At a time when Canadians are being urged to pay down their debts, Ulla Meredith and her husband have set themselves a different goal: spend at least $5,000 a year on travel.
The couple, who live in Claresholm, a small town south of Calgary, are busy planning a dream vacation to Tuscany this fall. “We are going to rent a car and drive around the countryside, pretend we are college students,” Ms. Meredith said.
The $5,000 travel budget is not pocket change – roughly 5 per cent of their pre-tax household income. The couple are squirrelling money away each month for the two-week trip, but it might not be enough.
“If we have to borrow the money, we will. I am okay with going into debt if it is a conscious decision,” said Ms. Meredith, who is 48. “I am actually a pretty frugal person, but I also realize that the time to travel is now, before it’s too late.”
But how financially sound is that decision? Although there are well-known guidelines of what people should be saving (at least 10 per cent of their take-home pay) and how much they should have stashed in an emergency fund (three to six months of living expenses), there are no such rules on how much they can spend on holidays each year.
Rubina Ahmed-Haq, a personal finance blogger with alwayssavemoney.ca, says Canadians should allocate no more than 4 per cent of their after-tax income to yearly vacations. “Unless you have no debt, spending more than this amount will erode your long-term savings.”
Canadian debt loads have soared to record highs. Despite worries about how large mortgages and other consumer debts have grown, as well as how few people are adequately prepared for retirement, Ms. Ahmed-Haq still sees holidays as essential. “It’s important to take a break and have some time to recharge,” she said from the Mayan Riviera. (She clearly follows her own advice.)
However, going into debt for a holiday is not a good idea, she said. “Never charge your holiday on credit unless you have the cash already in the bank. If your take-home pay is $50,000, your holiday budget is $2,000. Want to spend more? Save longer.”
It is, of course, possible to take a break without spending a pile of money. You can take a road trip, visit family or friends, or have a staycation.
Kurt Rosentreter, a certified financial planner at Manulife Securities Inc., says each household must decide how much they can spend on vacations based on their own specific situation, factoring in their income, debt, savings and overall priorities.
“You should decide your vacation after doing your annual budget, so you can see what you can fit in,” he says. “Maybe you will need to be happy going to Algonquin Park once a year as opposed to flying to Sicily.”

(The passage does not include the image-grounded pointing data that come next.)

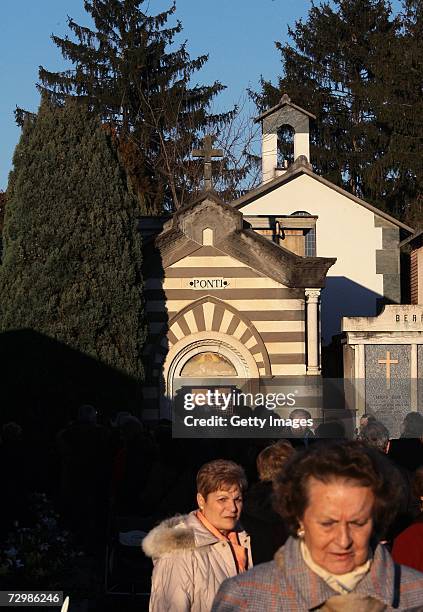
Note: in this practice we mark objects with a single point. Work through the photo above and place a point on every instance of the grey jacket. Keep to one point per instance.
(288, 585)
(190, 563)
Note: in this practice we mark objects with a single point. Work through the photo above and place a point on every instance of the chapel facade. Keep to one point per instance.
(251, 289)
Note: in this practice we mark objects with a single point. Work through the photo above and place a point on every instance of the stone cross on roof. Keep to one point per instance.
(207, 152)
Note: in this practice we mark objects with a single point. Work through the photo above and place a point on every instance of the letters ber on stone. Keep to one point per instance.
(383, 363)
(207, 152)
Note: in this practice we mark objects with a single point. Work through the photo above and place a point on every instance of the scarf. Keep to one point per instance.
(238, 551)
(341, 583)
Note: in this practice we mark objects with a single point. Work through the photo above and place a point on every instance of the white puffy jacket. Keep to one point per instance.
(190, 563)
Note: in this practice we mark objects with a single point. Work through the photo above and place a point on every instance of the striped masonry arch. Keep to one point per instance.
(210, 314)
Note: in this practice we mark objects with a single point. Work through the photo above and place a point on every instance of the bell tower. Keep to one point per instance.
(284, 113)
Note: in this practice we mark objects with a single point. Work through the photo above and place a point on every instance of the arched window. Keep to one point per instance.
(208, 364)
(285, 146)
(310, 235)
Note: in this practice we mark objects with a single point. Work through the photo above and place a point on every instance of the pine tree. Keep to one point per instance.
(400, 85)
(329, 68)
(130, 71)
(72, 251)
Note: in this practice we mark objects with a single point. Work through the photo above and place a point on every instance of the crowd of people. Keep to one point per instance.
(325, 524)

The key, he says, is finding a balance among financial commitments such as paying off your mortgage, saving for your child’s education and setting money aside for retirement, and discretionary spending such as travel.
“You cannot totally ignore the total financial picture,” Mr. Rosentreter says. “If you tell me you have not made an RRSP contribution for three years because you have chosen to travel instead, that will at some point involve trade-offs.”
Chartered accountant Robin Taub, who is based in Toronto, believes that that if your finances are in good shape, a family vacation might be worth far more than the monetary amount of the trip. “If it is a special family trip, that kind of experience might have a lot of value to you.”
She and her husband have travelled extensively with their children to Jordan, Japan, Israel, Belgium and the Netherlands. “We come up with a rough budget before we go. … We figure out the major costs and we try to guess how much we will spend on a per-day basis.”
As for Ms. Meredith, working with seniors at an assisted-living facility has left her determined to not have any regrets. Although she admits that she and her husband do not have enough of a retirement nest egg, they are making travel a central focus of their budget.
“So many people say they will travel when they retire, but most don’t. Their spouse might be older or sick and it isn’t that much fun hiking around Italy in bad health and with bad hips.”
Ms. Meredith and her husband want to sell their home in three years, when her third and youngest child graduates from high school.
They plan to travel around the world, house-sitting in various places. “I think the next 10 years, they will be the most important years of our life. That is what will sustain us when we are older, sitting in an old-age home.”
Trying to decide how much to spend on your holiday? Chartered accountant and financial consultant Robin Taub gives us these things to consider:
•Make sure you can afford all your needs before you start spending on wants.
•Examine your values and let them guide your financial decisions. If your goals are tied to your values, they will be more compelling.
•If you value adventure, then travel may be a priority for you. However, if you value security, then maximizing your RRSP contribution may be a more compelling goal.
•If you do decide to take a trip, create a budget to determine what it will cost. Try to be as detailed as possible: airfare, hotels, transportation, meals, entertainment (including admission costs for museums, theatre tickets) and shopping.
•Put aside money in a “trip fund” to save for the cost. As tempting as it may be, do not charge the trip to a credit card unless you can pay it off immediately. This is an example of “bad debt” and the trip may end up costing you much more, once you factor in the interest expense.
•Book travel items such as airfare and hotels online in advance to take advantage of special promotions and savings. Waiting until the last minute always costs money.
•Use frequent-flier miles or other travel rewards to save money.